The latest report from RG reporter Diane Dietz on the Presidential Archives is here. Oregonian reporter Rich Read has more here. Previous stories and emails about the Presidential Archive are here.
While Duck PR flack Tobin Klinger and Interim UO President Scott Coltrane are hard at work spinning the possibility that the archives may contain too much – such as potentially confidential student and faculty records – the Dietz story raises the possibility that they contain too little:
Documents are moved from the president’s office to the archive using a file-transfer protocol. In 2009, Frohnmayer’s executive assistant skimmed the documents, flagging “confidential or otherwise sensitive items” before the documents were transferred to the library.
Generally, that’s how archiving works. The provider of the documents determines what’s confidential or not otherwise disclosable under exemptions to public records law.
The UO’s “records management transmittal form” has a checkbox where the provider indicates whether confidential records are included in the transfer.
Professional archivists long have struggled with the need for openness and the requirements for confidentiality. They observe provider restrictions — when they are informed of them — but often, they also try to persuade the provider to restrict a minimal amount of material for the shortest period of time, according to the Society of American Archivists and the American Library Association.
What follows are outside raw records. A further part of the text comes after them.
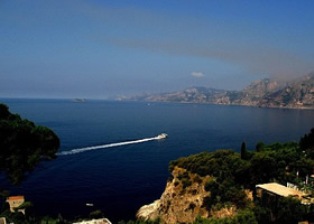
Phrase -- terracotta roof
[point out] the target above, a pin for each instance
(281, 190)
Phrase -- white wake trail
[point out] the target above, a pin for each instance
(110, 145)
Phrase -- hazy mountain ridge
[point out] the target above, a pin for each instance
(298, 93)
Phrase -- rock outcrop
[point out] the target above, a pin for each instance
(181, 202)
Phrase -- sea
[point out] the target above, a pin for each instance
(110, 160)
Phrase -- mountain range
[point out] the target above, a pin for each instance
(297, 93)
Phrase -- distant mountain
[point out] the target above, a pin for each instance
(298, 93)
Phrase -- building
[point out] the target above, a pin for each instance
(15, 202)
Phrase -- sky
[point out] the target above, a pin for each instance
(102, 49)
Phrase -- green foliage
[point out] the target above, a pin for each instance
(307, 143)
(23, 144)
(245, 216)
(232, 172)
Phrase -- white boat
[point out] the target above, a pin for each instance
(162, 136)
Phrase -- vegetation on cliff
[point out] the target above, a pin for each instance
(23, 144)
(230, 178)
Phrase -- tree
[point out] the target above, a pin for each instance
(23, 144)
(307, 143)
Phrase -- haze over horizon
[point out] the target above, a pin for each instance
(102, 48)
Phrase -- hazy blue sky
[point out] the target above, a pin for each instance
(96, 49)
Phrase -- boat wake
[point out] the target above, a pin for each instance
(110, 145)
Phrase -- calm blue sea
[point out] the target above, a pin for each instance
(118, 180)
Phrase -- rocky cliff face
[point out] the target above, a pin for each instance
(181, 202)
(263, 93)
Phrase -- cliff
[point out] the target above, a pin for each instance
(298, 93)
(183, 200)
(179, 203)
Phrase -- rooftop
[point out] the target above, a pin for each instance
(281, 190)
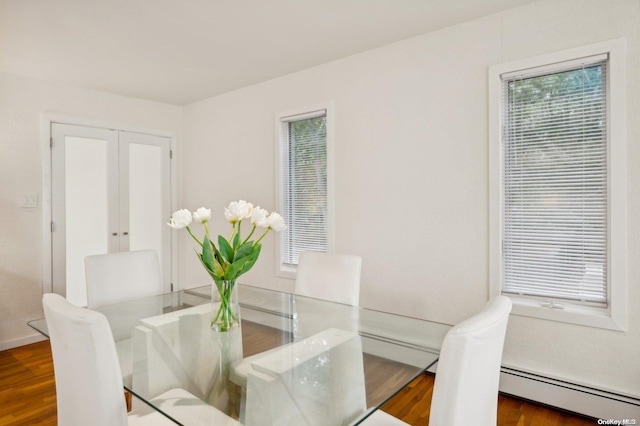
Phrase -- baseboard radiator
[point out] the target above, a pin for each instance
(580, 399)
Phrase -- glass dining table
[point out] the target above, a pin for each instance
(312, 362)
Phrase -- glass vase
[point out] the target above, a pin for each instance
(226, 309)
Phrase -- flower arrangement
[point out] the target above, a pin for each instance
(231, 257)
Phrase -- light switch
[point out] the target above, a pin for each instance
(29, 202)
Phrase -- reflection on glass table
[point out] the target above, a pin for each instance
(324, 363)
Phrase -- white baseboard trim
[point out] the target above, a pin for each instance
(592, 402)
(21, 342)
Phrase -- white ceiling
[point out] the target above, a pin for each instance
(182, 51)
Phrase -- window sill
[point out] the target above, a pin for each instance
(572, 314)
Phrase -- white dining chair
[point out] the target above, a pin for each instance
(468, 373)
(117, 277)
(89, 388)
(333, 277)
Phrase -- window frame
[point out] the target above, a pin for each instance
(614, 315)
(284, 270)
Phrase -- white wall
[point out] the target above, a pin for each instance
(411, 169)
(22, 103)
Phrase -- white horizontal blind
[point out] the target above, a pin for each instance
(555, 183)
(304, 144)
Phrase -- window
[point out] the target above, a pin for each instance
(560, 248)
(303, 142)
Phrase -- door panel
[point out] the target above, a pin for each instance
(110, 193)
(84, 203)
(146, 196)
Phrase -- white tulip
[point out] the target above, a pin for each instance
(180, 219)
(259, 217)
(202, 215)
(238, 210)
(276, 222)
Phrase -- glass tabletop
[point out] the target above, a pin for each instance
(312, 361)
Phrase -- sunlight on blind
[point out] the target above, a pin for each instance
(555, 184)
(305, 185)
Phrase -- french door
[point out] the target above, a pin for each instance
(110, 193)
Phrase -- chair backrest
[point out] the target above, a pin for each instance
(88, 381)
(334, 277)
(466, 386)
(117, 277)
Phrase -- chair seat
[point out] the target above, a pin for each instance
(240, 369)
(380, 418)
(180, 405)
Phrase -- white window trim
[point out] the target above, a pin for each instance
(614, 317)
(288, 271)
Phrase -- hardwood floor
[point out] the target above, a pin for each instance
(27, 396)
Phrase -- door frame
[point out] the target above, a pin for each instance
(47, 120)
“Although access may be limited in some instances, archivists seek to promote open access and use when possible,” according to a statement of the society’s core values.
“By documenting institutional functions, activities and decision-making, archivists provide an important means of ensuring accountability,” the core values statement reads. “In a republic, such accountability and transparency constitute an essential hallmark of democracy.
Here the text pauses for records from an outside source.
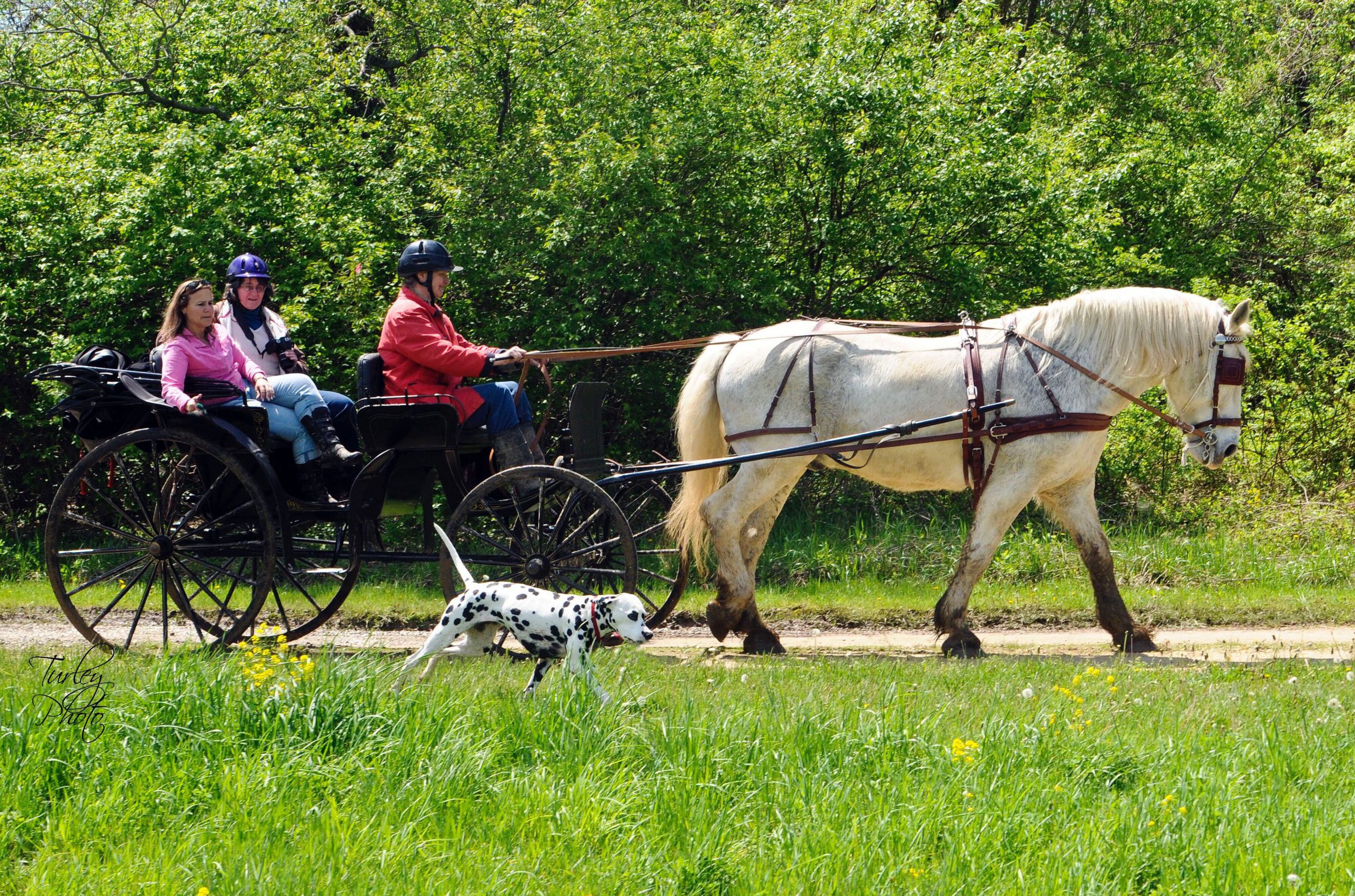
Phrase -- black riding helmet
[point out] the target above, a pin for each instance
(424, 255)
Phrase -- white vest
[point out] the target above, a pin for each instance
(273, 329)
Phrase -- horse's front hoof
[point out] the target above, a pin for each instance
(1136, 643)
(717, 619)
(763, 641)
(962, 647)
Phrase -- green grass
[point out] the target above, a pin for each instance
(762, 777)
(1270, 566)
(885, 604)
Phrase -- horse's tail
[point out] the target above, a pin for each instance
(701, 436)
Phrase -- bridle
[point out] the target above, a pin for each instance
(978, 463)
(1228, 372)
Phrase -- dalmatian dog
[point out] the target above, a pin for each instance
(550, 627)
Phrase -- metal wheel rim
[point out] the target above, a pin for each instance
(168, 496)
(559, 509)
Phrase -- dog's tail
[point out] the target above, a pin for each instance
(456, 559)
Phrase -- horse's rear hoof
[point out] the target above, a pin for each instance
(763, 641)
(961, 647)
(1136, 643)
(717, 619)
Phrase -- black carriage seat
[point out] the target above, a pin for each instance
(408, 426)
(586, 431)
(252, 421)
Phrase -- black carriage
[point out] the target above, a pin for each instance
(171, 520)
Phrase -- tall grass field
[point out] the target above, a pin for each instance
(219, 776)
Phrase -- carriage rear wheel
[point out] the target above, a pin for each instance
(662, 567)
(564, 535)
(159, 529)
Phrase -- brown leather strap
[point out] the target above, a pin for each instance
(973, 422)
(767, 429)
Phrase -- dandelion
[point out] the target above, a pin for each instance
(962, 750)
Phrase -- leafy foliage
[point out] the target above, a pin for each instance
(620, 173)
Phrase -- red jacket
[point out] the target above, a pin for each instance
(424, 354)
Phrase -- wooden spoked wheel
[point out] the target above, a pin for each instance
(663, 568)
(311, 587)
(155, 530)
(564, 533)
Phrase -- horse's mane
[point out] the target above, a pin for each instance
(1140, 327)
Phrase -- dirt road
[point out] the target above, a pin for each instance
(1231, 644)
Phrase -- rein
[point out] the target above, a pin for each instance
(974, 428)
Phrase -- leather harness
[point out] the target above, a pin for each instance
(974, 461)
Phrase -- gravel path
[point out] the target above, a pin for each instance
(1221, 644)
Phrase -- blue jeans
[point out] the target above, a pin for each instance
(343, 417)
(294, 397)
(500, 411)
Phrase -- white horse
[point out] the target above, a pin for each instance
(1136, 338)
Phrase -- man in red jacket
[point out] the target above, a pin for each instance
(426, 360)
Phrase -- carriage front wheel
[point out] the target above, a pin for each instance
(155, 532)
(545, 527)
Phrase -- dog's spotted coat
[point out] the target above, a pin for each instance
(550, 627)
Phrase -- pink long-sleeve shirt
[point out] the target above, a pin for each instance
(219, 358)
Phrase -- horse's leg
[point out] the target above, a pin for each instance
(996, 511)
(1075, 506)
(751, 542)
(727, 514)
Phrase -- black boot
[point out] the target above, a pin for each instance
(312, 484)
(529, 433)
(322, 431)
(512, 449)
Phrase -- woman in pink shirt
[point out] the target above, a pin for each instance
(194, 345)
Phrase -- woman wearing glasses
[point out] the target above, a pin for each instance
(250, 316)
(194, 345)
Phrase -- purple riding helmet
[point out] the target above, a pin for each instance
(248, 265)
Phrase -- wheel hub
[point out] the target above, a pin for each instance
(537, 567)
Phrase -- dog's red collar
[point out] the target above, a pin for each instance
(611, 640)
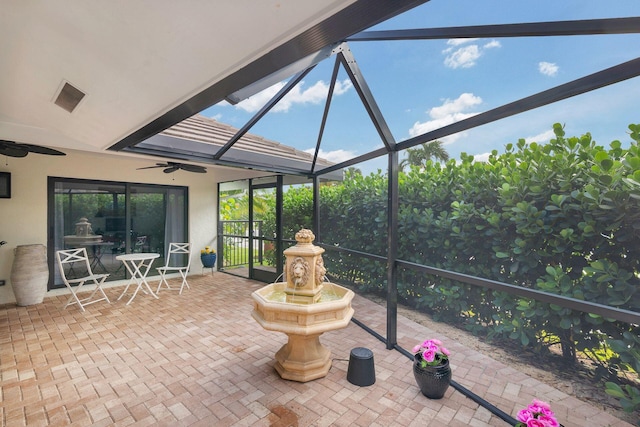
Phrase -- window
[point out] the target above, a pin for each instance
(110, 218)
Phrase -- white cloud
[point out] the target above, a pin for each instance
(541, 137)
(492, 44)
(465, 56)
(457, 42)
(548, 68)
(312, 95)
(335, 156)
(449, 112)
(483, 157)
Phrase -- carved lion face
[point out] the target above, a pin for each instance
(299, 272)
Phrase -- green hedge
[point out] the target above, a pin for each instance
(562, 217)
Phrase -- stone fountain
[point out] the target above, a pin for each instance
(303, 307)
(84, 234)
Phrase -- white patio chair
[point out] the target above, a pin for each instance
(77, 259)
(176, 263)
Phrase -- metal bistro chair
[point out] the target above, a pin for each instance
(175, 263)
(75, 258)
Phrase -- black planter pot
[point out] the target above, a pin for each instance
(432, 380)
(208, 260)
“Public leaders must be held accountable both to the judgment of history and future generations as well as to citizens in the ongoing governance of society.”
Hard to argue with that as a worthy goal.
As UO president from 1995 to 2009, Dave Frohnmayer made many interesting deals. Some examples that have come to light from public records requests by myself and others, such as former RG reporter Greg Bolt and the Oregonian, include agreements between UO and Phil Knight over the conditions for Knight’s Jaqua Center for Student Athletes, here:
The Jaqua Athletes Only Study Center story just gets weirder. We’ve now managed to get a few more of the peculiar agreements between UO and Phil Knight’s “Phit LLC” from the UO lawyers.
- License agreement, Dyke and Knight, 1/8/08 (UO “leases” land to Phit, to allow no-bid construction.)
- Amendment 1, Frohnmayer and Knight, 1/8/08 (UO to pay for parking, computers, staff.)
- Amendment 2, Dyke and Slusher, 7/31/2008 (UO can’t use extra space but must pay 2/3 cost of landscaping it)
- Amendment 3, Dyke and Slusher, 4/1/2009 (UO to pay for SEED energy improvements)
- Amendment 4. Dyke and Slusher, 4/1/2009 (The contractor for the Academic Center has contracted with UO for the Arena and Parking Garage. Weird, not sure what that’s about.)
Another example would be the “Memorandum’s of Understanding” between Frohnmayer and Duck booster and onetime UO Athletic Director Pat Kilkenny giving the UO Athletic Department a variety of secret subsidies and discounts on overheads rates, here:
It took a petition to the Oregon DOJ to make those public.
So are the appropriate records regarding these and other agreements, and the negotiations that led to them, in the UO Presidential Archives as state law seems to require? Or were they “flagged as confidential” and then “disappeared?”
The electronic and paper archives are all public and available to any library patron (supposedly in confidence), so it shouldn’t take much more than a visit to UO’s Knight Library to find out.
The basic indexes are here:
I don’t see anything in Dietz’s story that implies that Frohnmayer or anyone else committed the class A misdemeanor of destroying (as opposed to “flagging”) public records. But I think a big problem with the public records process at UO is the extent to which it relies on voluntary disclosure and biased determinations about exemptions. Given UO’s extensive record of abuses, there should be a disinterested party compiling records and making decisions about what to withhold.
In case JH is confused, I did *not* write:
“The first thing we do, let’s kill all the Librarians.”
My advice? Ask Ed Ray to give you political asylum at OSU. Julian’s still stuck in that tiny apartment at the Ecuadorian embassy, and Chelsea says the food’s even worse in Leavenworth. Not that Corvallis has much variety either.
OSU could really use some more bodies for their Econ department, er, School of Public Policy.